Scenic Town Has Many Ties To Old Railway


Roll into West Jefferson, N.C., and you wonder: What if? What if the old Virginia-Carolina Railway had not been broken up and lost in time?
What if this place looked more like the Old Dominion?
"If they had done it like they did in Virginia, with that bike trail, it would have been great,"said West Jefferson's Calvin Green.
In Virginia, from Abingdon to Whitetop to the North Carolina border, this old railroad - later part of the Norfolk & Western line - has been preserved today as the Virginia Creeper Trail.
That logging line was once called the "Virginia Creeper Train." And, at one time, it ran from Abingdon to West Jefferson, an Ashe County, N.C., town that boasts a bustling downtown district, including an arts scene with 13 murals on various buildings.
West Jefferson also has its own cheese factory. So ... what if this train had become a trail here, too?
"My gut tells me it would have changed the dynamics of the community," said Mike Everhart, the owner of Ashe County Cheese.
Today, you can still see parts of the old railroad bed in West Jefferson. Mysteriously, a cardboard sign nailed to a telephone pole says R/R - with no explanation - and points to the rail bed.
Yet, nearby, another sign marks this level, grassy area as "PRIVATE PROPERTY."
Several yards from here, near the town's new Backstreet Park, you can still see the old West Jefferson train depot, now used for storage by Green, 51, the owner of W.J. Hardware on the town's Main Street.
Green bought the depot in the mid-1970s, just as the trains had quit running on the line. Once painted white with green trim, like so many other depots, it is now bright red.

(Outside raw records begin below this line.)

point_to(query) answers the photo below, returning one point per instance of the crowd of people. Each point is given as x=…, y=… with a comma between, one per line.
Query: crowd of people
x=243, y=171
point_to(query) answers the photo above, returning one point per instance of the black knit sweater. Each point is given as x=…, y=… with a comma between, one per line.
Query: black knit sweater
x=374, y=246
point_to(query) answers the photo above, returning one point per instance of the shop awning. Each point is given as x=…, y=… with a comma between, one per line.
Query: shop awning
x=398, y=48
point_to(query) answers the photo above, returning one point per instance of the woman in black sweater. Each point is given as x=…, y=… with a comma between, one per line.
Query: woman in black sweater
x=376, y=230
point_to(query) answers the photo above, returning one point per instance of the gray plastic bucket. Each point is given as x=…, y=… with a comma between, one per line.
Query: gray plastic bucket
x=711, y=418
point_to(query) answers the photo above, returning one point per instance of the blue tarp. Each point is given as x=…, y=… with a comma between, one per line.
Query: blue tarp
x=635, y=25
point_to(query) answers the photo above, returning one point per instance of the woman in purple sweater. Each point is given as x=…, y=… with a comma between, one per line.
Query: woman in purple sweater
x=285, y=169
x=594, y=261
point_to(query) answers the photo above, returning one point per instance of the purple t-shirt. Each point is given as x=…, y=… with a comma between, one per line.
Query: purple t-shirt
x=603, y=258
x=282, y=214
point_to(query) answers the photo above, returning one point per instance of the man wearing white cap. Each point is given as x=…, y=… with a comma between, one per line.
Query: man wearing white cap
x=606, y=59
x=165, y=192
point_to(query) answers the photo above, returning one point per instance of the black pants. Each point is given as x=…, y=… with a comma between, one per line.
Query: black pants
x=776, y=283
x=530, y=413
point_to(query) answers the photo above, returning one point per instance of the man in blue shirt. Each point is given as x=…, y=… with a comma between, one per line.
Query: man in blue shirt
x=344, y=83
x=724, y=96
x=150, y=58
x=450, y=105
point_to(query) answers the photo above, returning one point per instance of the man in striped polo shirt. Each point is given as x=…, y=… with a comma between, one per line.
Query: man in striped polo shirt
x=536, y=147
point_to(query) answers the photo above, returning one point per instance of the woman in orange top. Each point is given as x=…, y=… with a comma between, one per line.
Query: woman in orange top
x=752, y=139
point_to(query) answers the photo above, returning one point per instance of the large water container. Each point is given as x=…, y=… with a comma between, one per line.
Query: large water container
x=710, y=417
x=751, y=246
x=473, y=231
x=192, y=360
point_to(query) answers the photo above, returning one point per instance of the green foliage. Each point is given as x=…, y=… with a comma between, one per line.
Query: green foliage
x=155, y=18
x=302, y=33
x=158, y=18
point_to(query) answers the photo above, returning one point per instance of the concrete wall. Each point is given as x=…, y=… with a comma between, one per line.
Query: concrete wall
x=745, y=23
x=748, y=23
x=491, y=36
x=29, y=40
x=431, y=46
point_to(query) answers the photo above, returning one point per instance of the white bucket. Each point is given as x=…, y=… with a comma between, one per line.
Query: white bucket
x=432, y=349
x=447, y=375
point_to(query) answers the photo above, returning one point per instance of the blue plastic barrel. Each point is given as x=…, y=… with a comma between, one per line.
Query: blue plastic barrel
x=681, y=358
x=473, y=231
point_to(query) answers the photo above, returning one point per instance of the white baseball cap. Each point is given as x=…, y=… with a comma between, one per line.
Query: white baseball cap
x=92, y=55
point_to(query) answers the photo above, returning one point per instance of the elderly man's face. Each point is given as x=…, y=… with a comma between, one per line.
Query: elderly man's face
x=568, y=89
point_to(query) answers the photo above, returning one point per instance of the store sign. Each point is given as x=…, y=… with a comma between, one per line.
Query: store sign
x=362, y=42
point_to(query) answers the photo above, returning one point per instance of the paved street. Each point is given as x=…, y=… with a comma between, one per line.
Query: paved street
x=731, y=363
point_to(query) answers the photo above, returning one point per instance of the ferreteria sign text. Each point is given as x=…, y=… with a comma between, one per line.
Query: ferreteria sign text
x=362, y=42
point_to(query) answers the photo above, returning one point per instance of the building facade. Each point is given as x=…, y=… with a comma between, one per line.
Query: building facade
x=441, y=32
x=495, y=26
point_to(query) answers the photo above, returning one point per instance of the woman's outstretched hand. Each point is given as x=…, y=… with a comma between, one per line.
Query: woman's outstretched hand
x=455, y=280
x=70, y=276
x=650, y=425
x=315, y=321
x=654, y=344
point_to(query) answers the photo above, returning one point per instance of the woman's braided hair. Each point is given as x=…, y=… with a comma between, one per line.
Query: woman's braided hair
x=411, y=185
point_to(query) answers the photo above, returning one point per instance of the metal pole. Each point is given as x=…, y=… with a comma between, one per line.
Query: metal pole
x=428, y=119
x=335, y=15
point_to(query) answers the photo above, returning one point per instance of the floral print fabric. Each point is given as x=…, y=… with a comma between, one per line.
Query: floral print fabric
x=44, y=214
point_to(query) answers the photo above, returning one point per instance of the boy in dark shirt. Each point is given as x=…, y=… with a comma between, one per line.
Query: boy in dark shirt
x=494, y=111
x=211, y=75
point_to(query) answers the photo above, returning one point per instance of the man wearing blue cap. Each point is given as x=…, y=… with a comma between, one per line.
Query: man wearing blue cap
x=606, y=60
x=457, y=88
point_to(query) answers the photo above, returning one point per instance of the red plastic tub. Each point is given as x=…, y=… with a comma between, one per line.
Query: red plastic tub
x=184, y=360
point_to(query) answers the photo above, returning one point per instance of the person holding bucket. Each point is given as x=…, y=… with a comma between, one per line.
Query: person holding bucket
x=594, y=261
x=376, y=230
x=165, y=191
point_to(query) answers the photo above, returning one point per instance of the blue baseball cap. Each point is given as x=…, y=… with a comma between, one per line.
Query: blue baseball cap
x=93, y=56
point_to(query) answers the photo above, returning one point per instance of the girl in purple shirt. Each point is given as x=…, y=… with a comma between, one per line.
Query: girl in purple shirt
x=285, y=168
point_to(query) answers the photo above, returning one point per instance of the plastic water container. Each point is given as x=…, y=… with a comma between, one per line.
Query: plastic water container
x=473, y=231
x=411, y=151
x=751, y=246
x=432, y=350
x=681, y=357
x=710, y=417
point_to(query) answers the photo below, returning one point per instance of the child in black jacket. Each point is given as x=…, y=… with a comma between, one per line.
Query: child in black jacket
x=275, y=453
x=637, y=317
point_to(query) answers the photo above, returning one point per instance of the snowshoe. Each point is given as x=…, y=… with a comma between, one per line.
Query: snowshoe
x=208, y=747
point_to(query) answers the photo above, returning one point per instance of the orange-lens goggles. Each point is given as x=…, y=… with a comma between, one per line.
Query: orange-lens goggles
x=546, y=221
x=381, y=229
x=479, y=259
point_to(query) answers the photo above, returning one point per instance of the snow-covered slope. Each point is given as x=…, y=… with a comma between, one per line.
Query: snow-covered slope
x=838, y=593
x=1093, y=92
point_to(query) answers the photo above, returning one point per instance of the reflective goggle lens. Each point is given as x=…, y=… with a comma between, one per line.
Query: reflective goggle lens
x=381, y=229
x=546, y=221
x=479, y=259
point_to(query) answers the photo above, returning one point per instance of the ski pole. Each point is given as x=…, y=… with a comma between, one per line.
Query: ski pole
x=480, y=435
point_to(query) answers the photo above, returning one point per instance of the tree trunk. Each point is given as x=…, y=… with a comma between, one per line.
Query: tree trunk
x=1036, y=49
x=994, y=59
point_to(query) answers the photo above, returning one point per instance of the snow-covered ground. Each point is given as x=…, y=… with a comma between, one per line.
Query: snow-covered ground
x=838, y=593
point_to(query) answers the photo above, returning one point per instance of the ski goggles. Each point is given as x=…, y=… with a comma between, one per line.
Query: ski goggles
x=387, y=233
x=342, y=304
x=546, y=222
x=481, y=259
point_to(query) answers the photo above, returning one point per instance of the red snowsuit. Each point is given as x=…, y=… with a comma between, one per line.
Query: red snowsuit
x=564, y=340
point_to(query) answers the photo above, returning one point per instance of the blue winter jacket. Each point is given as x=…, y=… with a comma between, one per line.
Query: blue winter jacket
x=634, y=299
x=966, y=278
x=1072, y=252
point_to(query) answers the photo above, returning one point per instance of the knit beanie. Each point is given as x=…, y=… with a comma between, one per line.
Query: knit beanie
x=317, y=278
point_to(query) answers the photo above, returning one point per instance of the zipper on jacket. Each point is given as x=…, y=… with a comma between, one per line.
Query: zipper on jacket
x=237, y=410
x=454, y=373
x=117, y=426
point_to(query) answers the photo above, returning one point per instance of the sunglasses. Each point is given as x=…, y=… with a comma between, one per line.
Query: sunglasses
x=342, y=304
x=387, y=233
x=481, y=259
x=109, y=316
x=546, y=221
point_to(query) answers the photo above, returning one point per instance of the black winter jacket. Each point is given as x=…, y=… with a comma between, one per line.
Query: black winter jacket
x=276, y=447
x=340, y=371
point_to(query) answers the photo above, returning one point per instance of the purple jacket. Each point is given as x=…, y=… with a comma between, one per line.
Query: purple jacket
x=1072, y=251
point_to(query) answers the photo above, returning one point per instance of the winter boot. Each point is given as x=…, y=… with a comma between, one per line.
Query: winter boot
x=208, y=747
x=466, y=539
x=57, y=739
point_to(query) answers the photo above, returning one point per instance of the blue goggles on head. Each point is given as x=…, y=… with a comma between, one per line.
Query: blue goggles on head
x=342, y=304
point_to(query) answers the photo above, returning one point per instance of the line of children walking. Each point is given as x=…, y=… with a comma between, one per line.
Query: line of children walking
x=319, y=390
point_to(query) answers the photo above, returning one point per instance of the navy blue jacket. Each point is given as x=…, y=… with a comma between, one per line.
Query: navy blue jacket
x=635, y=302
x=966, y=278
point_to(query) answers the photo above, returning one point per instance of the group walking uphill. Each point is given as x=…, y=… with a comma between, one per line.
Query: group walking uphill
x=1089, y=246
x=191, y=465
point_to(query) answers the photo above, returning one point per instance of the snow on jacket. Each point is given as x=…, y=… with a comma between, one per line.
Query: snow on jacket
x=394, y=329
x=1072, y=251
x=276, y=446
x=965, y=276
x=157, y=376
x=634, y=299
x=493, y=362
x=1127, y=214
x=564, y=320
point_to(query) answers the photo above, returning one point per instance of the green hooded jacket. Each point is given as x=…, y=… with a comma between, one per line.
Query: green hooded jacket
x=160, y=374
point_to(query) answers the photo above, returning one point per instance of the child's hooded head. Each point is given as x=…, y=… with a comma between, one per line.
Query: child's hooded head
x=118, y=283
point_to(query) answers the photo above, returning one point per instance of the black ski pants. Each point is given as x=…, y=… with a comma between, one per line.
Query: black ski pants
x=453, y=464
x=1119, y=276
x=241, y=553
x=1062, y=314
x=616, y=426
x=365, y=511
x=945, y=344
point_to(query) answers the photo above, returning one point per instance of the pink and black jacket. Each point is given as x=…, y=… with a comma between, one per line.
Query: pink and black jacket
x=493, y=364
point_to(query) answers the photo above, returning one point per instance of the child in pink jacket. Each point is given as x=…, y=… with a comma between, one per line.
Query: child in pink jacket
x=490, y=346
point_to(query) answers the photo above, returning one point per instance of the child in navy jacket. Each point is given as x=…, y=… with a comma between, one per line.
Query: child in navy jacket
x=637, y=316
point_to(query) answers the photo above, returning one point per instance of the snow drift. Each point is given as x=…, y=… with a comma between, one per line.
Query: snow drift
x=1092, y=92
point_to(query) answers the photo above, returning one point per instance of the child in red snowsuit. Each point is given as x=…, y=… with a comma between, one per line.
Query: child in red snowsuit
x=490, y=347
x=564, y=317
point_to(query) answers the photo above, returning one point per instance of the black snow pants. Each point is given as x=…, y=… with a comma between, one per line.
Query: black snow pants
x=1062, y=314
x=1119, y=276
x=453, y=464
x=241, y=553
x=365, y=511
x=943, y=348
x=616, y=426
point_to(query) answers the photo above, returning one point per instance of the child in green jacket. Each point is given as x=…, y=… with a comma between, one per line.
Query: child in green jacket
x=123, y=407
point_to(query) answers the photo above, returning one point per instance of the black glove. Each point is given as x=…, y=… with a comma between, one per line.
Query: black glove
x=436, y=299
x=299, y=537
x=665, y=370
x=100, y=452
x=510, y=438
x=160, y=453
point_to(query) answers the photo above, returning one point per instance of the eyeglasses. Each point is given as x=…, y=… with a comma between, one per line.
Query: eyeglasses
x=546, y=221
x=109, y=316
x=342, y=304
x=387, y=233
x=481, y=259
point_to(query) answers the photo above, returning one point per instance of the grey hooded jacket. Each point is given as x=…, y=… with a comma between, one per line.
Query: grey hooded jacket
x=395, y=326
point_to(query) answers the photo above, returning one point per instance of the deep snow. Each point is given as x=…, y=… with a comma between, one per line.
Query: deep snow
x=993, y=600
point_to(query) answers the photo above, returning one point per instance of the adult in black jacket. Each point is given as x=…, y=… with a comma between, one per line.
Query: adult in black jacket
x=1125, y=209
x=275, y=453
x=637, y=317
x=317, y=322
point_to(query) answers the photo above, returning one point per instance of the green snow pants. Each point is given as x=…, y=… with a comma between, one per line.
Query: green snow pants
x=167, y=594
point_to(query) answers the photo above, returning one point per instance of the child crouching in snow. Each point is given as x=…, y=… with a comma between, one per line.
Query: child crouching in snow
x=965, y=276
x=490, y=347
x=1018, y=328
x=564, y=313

Right on the old line, you'll also find an open-air pavilion, made to look like a railway building. It houses the Ashe County Farmers Market, held on Wednesdays and Saturdays. And it's a place that made me wonder again.
In Abingdon, the Virginia Creeper Trail has been imaginatively extended in recent years to run behind buildings to reach the Abingdon Farmers Market near Depot Square. What if a pedestrian could make their way from one farmers market to another on this trail?
"Oh, wouldn't that have been great?"asked Carol Dodson, chairman of the West Jefferson Tourism Development Authority.
As it stands now, just beyond West Jefferson's farmers market, what was once the rail bed dead-ends in Backstreet Park.
"It would have been amazing," mused a West Jefferson artist, Stephen Shoemaker. "Of course, all the property went back to the original landowners."
Shoemaker, 63, considers it's a "shame" that the train line never became a trail.
"The prettiest part of the trail is the North Carolina side," Shoemaker said. "But, what would have been even better ... is if we had kept the train."